Taken together, these findings suggest that the analytical value of AI policy evaluation lies not simply in identifying what policy documents emphasize, but in examining how policy elements are assembled into an internally coordinated governance structure. Compared with prior studies that focused primarily on policy themes, discourse, or instrument types, the present study further shows that the main challenge of China’s central-level AI policy system lies not simply in what policies emphasize, but in how policy elements are structurally coordinated across time horizons, governance levels, and implementation tools. In this sense, the study extends existing AI governance research by shifting the analytical focus from thematic description to structural consistency, thereby offering a more differentiated understanding of how policy coherence is configured within a central-level governance framework.

Implications

To improve the implementability and sustainability of AI policies at the policy level, this study suggests the following optimization directions for future implementation:

First, in terms of time governance, it is recommended to establish a 5–10-year mid- to long-term roadmap, linking phased milestones with budget allocation, pilot evaluation, and performance assessment. Rolling evaluations should replace one-time assessments, providing a stable temporal anchor for technological evolution and industrial diffusion without altering the existing division of responsibilities, thereby reducing fluctuations in policy execution.

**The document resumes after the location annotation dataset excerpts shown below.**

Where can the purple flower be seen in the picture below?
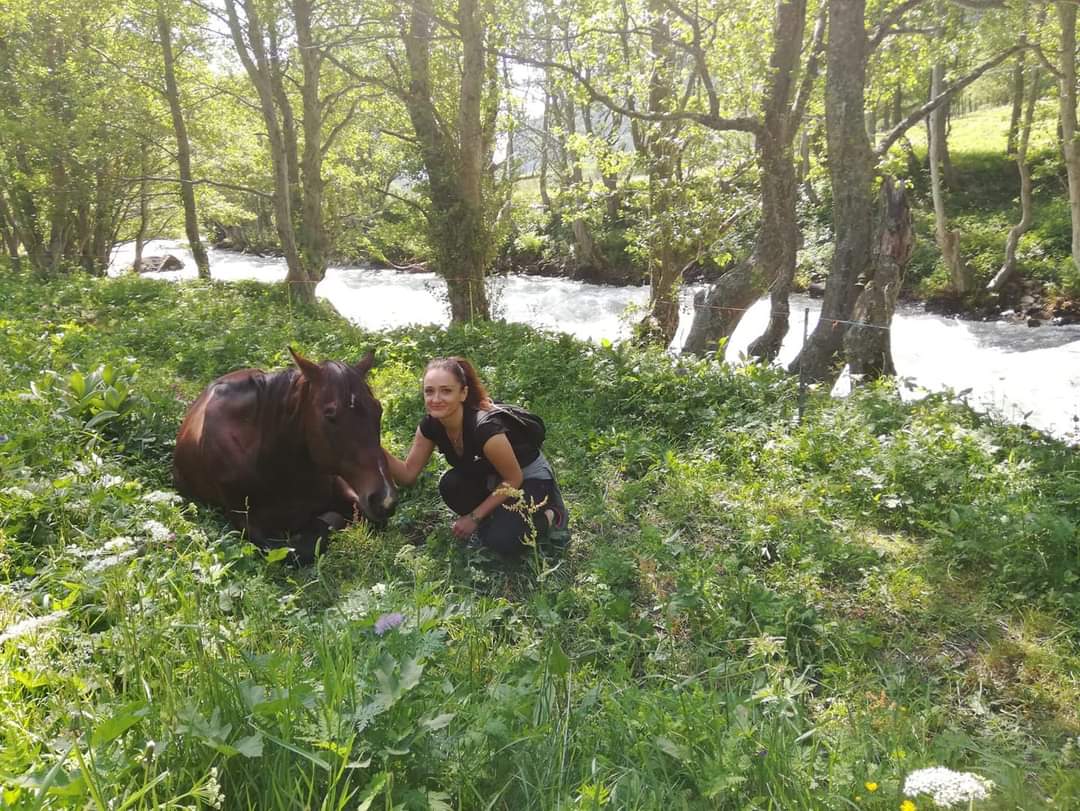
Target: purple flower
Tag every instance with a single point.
(388, 622)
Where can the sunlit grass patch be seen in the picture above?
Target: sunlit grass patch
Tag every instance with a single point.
(752, 611)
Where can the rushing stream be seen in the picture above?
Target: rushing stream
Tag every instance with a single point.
(1018, 372)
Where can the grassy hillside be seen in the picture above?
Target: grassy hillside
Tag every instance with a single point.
(986, 204)
(753, 614)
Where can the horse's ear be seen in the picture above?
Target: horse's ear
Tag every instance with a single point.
(308, 368)
(366, 362)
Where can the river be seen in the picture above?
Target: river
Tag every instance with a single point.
(1020, 373)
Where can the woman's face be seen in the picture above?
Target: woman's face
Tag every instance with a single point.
(443, 393)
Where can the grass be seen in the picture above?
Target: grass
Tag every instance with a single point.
(753, 614)
(986, 204)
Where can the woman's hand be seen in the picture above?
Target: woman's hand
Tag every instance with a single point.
(463, 527)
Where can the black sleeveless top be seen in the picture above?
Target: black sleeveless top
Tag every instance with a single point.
(476, 429)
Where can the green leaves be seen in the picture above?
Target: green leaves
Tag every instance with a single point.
(215, 733)
(125, 717)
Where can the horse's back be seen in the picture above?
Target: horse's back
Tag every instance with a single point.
(218, 443)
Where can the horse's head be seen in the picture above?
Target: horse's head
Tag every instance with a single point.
(341, 423)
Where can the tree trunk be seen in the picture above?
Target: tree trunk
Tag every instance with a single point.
(144, 219)
(808, 189)
(9, 230)
(665, 273)
(948, 241)
(183, 146)
(1067, 106)
(257, 66)
(771, 266)
(455, 172)
(851, 171)
(311, 239)
(778, 242)
(1017, 107)
(544, 152)
(867, 343)
(1024, 136)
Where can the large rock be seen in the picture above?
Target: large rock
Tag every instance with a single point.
(159, 264)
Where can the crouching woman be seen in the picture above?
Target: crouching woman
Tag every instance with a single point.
(489, 453)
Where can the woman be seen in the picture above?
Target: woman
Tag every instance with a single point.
(487, 455)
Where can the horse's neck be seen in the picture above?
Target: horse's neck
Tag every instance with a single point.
(283, 401)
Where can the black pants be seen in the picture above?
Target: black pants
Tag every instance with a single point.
(504, 529)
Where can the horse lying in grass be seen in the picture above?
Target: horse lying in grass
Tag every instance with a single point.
(289, 455)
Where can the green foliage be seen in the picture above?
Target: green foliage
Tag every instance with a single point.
(754, 613)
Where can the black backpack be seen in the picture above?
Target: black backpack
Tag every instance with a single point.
(521, 422)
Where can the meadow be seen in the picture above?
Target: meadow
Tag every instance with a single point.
(755, 612)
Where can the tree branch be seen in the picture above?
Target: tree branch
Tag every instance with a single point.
(889, 21)
(408, 202)
(1041, 56)
(233, 187)
(745, 124)
(934, 103)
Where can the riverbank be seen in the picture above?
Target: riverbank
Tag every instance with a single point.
(751, 607)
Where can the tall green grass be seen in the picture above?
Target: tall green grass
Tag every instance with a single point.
(753, 614)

Second, regarding hierarchical coordination, it is advisable to institutionalize “regional and industrial platforms” as bridging nodes between the overarching documents issued by the CPC Central Committee and the State Council and the regulations of individual ministries (e.g., national demonstration zones, sectoral public platforms, and pilot city clusters). Joint policy issuance and joint evaluation mechanisms should be promoted. By incorporating platform performance into the annual assessment of relevant ministries and local governments, the strength of cross-domain collaboration and vertical policy transmission can be significantly enhanced.

Third, in terms of policy tool configuration, the approach should shift from single fiscal subsidies to an integrated policy toolkit that combines fiscal support, taxation, intellectual property, data governance, scenario demonstration, and talent mechanisms. This toolkit should be implemented through a tiered diffusion path of “prototype verification – small-scale demonstration – large-scale deployment.” At the same time, clear rules for data compliance, ethical review, exemption boundaries, and exit mechanisms should be established to reduce uncertainty for enterprises.

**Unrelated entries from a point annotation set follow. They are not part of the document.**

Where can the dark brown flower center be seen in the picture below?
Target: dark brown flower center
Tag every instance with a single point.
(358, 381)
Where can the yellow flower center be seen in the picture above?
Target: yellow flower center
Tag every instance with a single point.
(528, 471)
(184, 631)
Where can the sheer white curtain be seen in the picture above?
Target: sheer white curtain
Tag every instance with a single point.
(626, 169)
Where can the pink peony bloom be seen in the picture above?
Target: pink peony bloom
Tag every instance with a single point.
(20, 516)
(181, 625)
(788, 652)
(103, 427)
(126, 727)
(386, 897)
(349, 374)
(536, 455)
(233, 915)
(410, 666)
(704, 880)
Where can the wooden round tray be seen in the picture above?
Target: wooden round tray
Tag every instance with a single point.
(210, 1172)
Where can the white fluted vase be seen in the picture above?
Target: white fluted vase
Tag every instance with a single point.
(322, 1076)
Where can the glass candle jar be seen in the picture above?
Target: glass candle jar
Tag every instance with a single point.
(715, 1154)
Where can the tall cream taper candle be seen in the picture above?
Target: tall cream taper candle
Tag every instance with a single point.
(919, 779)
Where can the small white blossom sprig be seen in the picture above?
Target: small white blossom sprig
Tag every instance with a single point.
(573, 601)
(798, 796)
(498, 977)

Fourth, regarding content and evaluation standards, it is necessary to set “minimum coverage requirements” for specialized policies to ensure the inclusion of verifiable checkpoints across six key areas: platform, R&D, data, application, industrialization, and risk governance. Evaluation should be centered on verifiable objectives, accountability lists, and evidence bases, with standardized ex-ante, mid-term, and ex-post evaluation frequencies and methodologies. Furthermore, third-party evaluations and open data interfaces should be introduced to ensure that evaluation results are replicable and comparable across policies.